Out in Texas, Craig Allen had a problem this spring. So many that they filled three 53-foot trailers, in fact. And they’re sitting today in a B.R. Williams warehouse in Piedmont, which makes Allen sound like a worthless sot who dumped his trash in an unsuspecting neighbor’s front yard.
This, though, isn’t about a jerk from Texas. It’s about Jacksonville State University’s tornado recovery and the unexpected generosity of a school with no historic ties to JSU or responsibility to help it rebuild its campus.
It’s about good people helping good people.
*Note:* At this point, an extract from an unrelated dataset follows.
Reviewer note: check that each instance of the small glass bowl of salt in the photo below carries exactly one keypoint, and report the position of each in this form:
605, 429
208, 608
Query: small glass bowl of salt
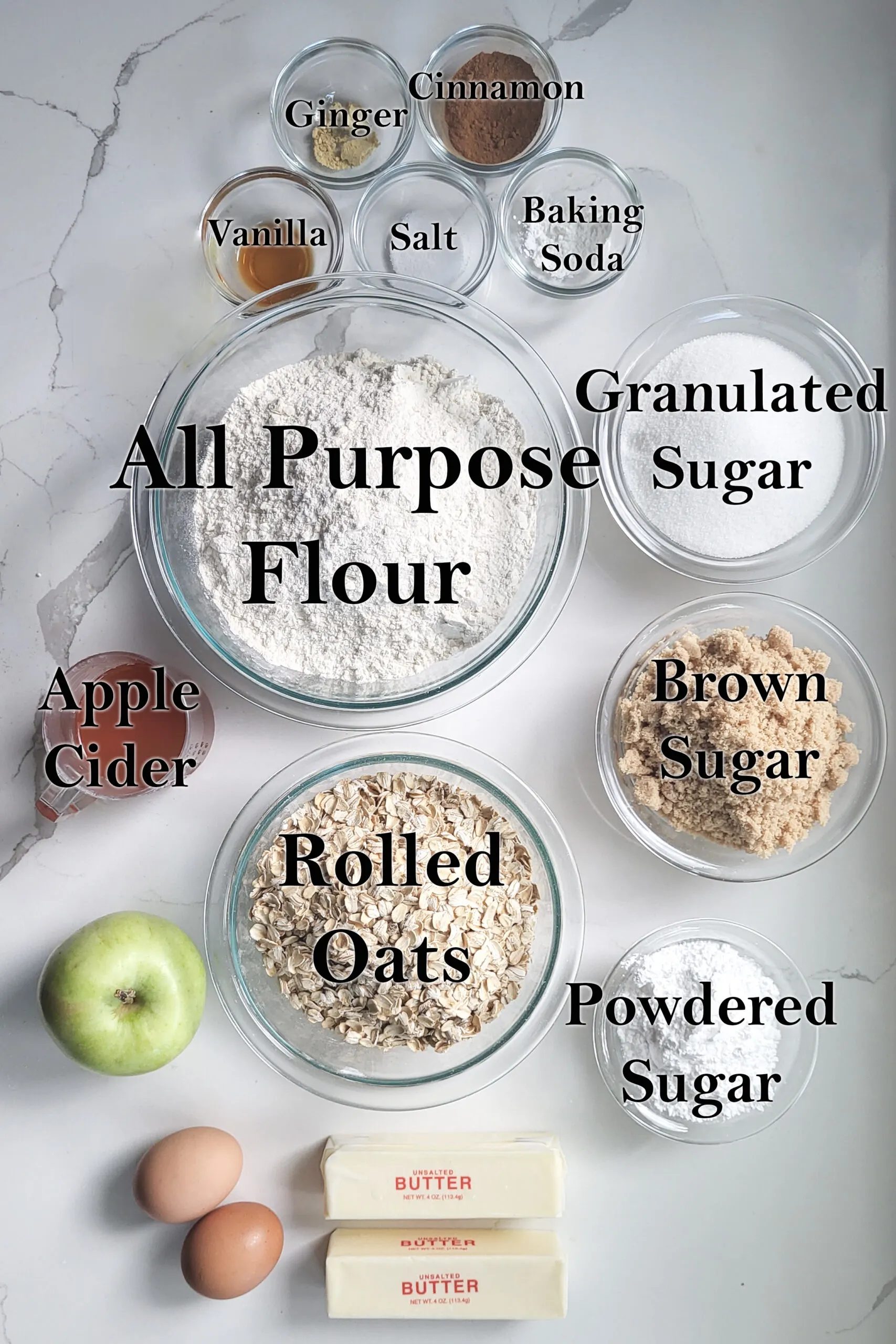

Allen works at Texas Christian University in Fort Worth, where he’s the director of Housing and Residence Life. TCU’s campus features 18 residence halls, which makes Allen the de facto landlord for about half of the university’s students. Herding feral cats sounds easier. Every 10 years or so, Allen’s staff replaces the furniture in those residence halls, with the frayed stuff worth keeping donated to Dallas-Fort Worth shelters or sold at reduced cost. Some of it gets recycled, the unusable bits sent to landfills.
Normally, that is. This year he hadn’t had much luck unloading hundreds of living-room sets that had been cycled out of TCU dorms and apartments, hundreds of coffee tables, loveseats, upholstered chairs, entertainment centers and end tables. Most of the love seats are blue, the upholstered chairs are tan. “We knew we had to move this stuff out,” Allen said by phone last week. “We had too much. We had a lot of it.”
Then came March 19.
The heavenly twist of that night is that Jacksonville — the university and the city — was fortunate. No one died, a miracle among miracles, and volunteers swamped Calhoun County’s college city. Among them were teams from several other Alabama campuses, Tuscaloosa and Auburn included.
Administrators from the University of Alabama shared knowledge from their school’s 2011 tornado recovery. Auburn University dispatched members of its campus police force and emergency management team. JSU alum Kevin Hoult, director of University Housing and Residence Life at Auburn, brought about 10 people to help paint the former Kitty Stone Elementary School before JSU students moved in.
Late March in Texas, news of JSU’s plight reached TCU. Wheels turned. A TCU administrator asked her colleagues if their campus could help, and if so, how?
“I took a look at it,” Allen said. “We went to the (JSU) website to see the updates they were putting out. On my end, when I saw the residence halls had been impacted, I wondered if they wanted furniture.”
Brooke Lyon’s phone rang in Jacksonville, where she directs JSU’s Department of Housing Operations and Student Life and the campus’ 1,900 beds. Early on after the storm, one of the university’s furniture vendors had donated 100 mattresses because, Lyon said, “We needed them immediately.” And now Allen was calling from Texas. “He said, ‘We have this furniture and it still has some good life in it, we would rather it benefit someone than end up in a landfill,’” Lyon said. And like that, as if it were preordained, a deal was struck.
TCU would pack up roughly 400 sets of living-room furniture in three 53-foot trailers.
TCU would arrange for drivers to truck the furniture from Fort Worth to Jacksonville, a 750-mile drive.
TCU wouldn’t charge JSU for the furniture.
TCU would pay for the trucking expense.
All JSU would do is unload the furniture and use it — either for its students or the Jacksonville community.
One of the trucks arrived last Wednesday, the other two a day later.
Good people helping good people.
Allen calls this whole affair “serendipitous,” and he’s absolutely right. TCU’s inability to quickly discard its aged furniture represents one of the unheralded efforts to rebuild JSU’s campus and aid its students, especially those who lost everything when the tornado destroyed many of the apartments adjacent to campus. Insurance payments and FEMA money only go so far.
Plus, there’s a camaraderie between college administrators like Allen and Lyon — strangers connected by their profession, a la football coaches and professors. “The (university) housing field in general,” Lyon says, “is a very close-knit field.” Hoult, the Auburn housing director who helped refurbish Kitty Stone, is a perfect example, a JSU alum who directed JSU housing for more than a decade before meandering south to Lee County.
“One of the things I love about higher ed is we all do what we can,” Allen says. “Whenever we hear of a university struggling with an incident, we all try to come to its aid. And we know that someday we might need something and some school might come to our aid, too.
“This is an opportunity where the extra costs seemed more than worth it.”
Good people helping good people, indeed.